In Higher Education Today, Paul Fain reports on a development in Michigan that impacts educational options for that state’s students.

Michigan gave its community colleges the legal authority to issue bachelor’s degrees last month, becoming the 21st state to do so. That figure has jumped from 11 states just eight years ago.

But the practice remains controversial despite its rapid expansion. The authorizing legislation in Michigan passed only after a bruising multiyear battle. Four-year universities in the state and their advocates are still steaming about the bill, arguing it will lead to duplication of degree programs and harm their collaboration with community colleges.

Michael A. Boulus, executive director of the Presidents Council of State Universities of Michigan, said the legislation muddies the distinction between sectors of public higher education. “It’s a foot in the door” for community colleges that aspire to four-year status, he said. “It’s clearly mission creep.”
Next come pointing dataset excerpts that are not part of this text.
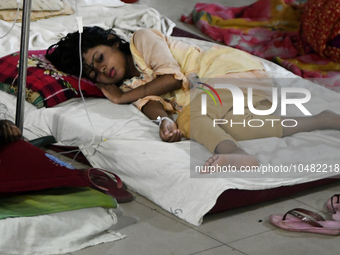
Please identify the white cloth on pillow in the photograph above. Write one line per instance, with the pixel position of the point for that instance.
(37, 5)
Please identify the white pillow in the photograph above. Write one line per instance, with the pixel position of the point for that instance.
(37, 5)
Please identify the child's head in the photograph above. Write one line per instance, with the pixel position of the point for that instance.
(64, 55)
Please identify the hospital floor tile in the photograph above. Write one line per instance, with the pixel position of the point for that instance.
(280, 242)
(149, 232)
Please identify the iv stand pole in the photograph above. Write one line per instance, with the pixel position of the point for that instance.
(25, 27)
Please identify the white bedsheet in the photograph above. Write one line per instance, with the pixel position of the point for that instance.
(75, 230)
(127, 143)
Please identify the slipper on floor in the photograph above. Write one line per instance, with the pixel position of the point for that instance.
(302, 220)
(333, 205)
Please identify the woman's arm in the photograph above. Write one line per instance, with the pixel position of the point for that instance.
(160, 85)
(168, 130)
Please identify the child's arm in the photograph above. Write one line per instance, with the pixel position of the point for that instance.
(9, 132)
(168, 130)
(160, 85)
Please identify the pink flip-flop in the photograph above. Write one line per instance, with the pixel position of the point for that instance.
(333, 205)
(302, 220)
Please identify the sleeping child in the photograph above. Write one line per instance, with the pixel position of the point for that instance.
(155, 73)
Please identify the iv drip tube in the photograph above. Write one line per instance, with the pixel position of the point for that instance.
(25, 29)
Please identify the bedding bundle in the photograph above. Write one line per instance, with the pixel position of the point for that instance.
(299, 36)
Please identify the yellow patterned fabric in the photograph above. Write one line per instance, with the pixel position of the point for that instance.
(155, 54)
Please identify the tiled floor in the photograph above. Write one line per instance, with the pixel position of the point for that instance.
(153, 231)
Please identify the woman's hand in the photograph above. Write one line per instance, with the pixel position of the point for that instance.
(111, 92)
(169, 132)
(9, 132)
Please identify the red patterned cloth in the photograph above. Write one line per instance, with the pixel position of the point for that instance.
(53, 85)
(319, 25)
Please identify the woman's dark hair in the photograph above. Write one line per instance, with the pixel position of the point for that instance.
(64, 55)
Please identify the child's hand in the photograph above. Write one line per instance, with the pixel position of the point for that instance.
(169, 132)
(111, 92)
(9, 132)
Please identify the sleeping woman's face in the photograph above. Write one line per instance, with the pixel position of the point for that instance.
(105, 64)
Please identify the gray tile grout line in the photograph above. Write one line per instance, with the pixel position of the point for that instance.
(249, 237)
(222, 243)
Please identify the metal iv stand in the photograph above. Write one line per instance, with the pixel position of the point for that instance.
(25, 29)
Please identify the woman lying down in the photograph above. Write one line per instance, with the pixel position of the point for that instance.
(153, 72)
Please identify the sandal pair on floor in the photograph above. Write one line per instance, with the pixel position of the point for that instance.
(302, 220)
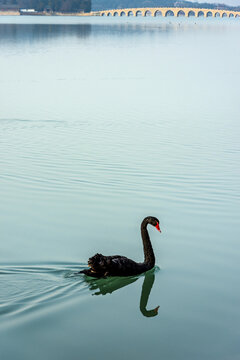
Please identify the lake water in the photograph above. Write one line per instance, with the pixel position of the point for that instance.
(103, 122)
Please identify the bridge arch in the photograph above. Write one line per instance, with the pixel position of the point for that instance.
(181, 13)
(169, 13)
(148, 13)
(158, 13)
(191, 13)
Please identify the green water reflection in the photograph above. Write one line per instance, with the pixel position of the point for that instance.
(109, 285)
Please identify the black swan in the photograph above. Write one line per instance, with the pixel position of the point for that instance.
(116, 265)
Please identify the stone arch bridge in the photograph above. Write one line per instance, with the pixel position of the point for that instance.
(168, 11)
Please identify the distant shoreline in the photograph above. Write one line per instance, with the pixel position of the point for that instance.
(17, 13)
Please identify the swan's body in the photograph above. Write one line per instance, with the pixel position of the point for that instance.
(116, 265)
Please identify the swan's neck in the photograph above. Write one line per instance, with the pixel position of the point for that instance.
(149, 257)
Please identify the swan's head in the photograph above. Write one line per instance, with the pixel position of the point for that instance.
(154, 222)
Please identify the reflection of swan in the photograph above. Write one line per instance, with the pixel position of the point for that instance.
(107, 286)
(116, 265)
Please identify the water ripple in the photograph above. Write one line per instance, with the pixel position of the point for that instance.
(26, 288)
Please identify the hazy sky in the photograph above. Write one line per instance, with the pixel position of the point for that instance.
(227, 2)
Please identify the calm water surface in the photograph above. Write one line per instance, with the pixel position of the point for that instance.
(103, 122)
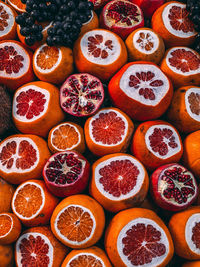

The biggest risk, experts said, is if ambitious governing boards and presidents at community colleges like the up-market sound of becoming a state college, and begin to give short shrift to the two-year role that other institutions can’t fill. Boulus and other critics warn that the baccalaureate push could lead to accreditation snags, concerns about the quality of degree programs and increased costs at two-year colleges, as they hire faculty and seek facilities upgrades.

Mike Hansen has a different take. Hansen, who is president of the Michigan Community College Association, said the bill in Michigan merely reflects an “evolution” of what community colleges do. Hansen, who is also an officer of the Community College Baccalaureate Association, a national group, said community colleges will be allowed to offer only a limited number of degree programs in high-demand applied science and technical fields, like concrete technology, energy production and culinary arts. Nursing, which is historically an area of significant dispute between two- and four-year institutions, was dropped from the bill.

“I don’t see where the creep is,” he said. “It’s perfectly in keeping with the community college mission.”

Fain’s report also indicates that area community colleges are not planning to open of floodgate of Bachelor Degree programs.

Macomb Community College supported the legislation. But Jim Jacobs, the college’s president, said he has no interest in stepping on the toes of neighbors like Oakland University, Eastern Michigan University or other institutions. The college has no plans to offer four-year degrees.

“Working with four-year schools is far more important to us,” said Jacobs. “There’s no need for us to compete in any way.”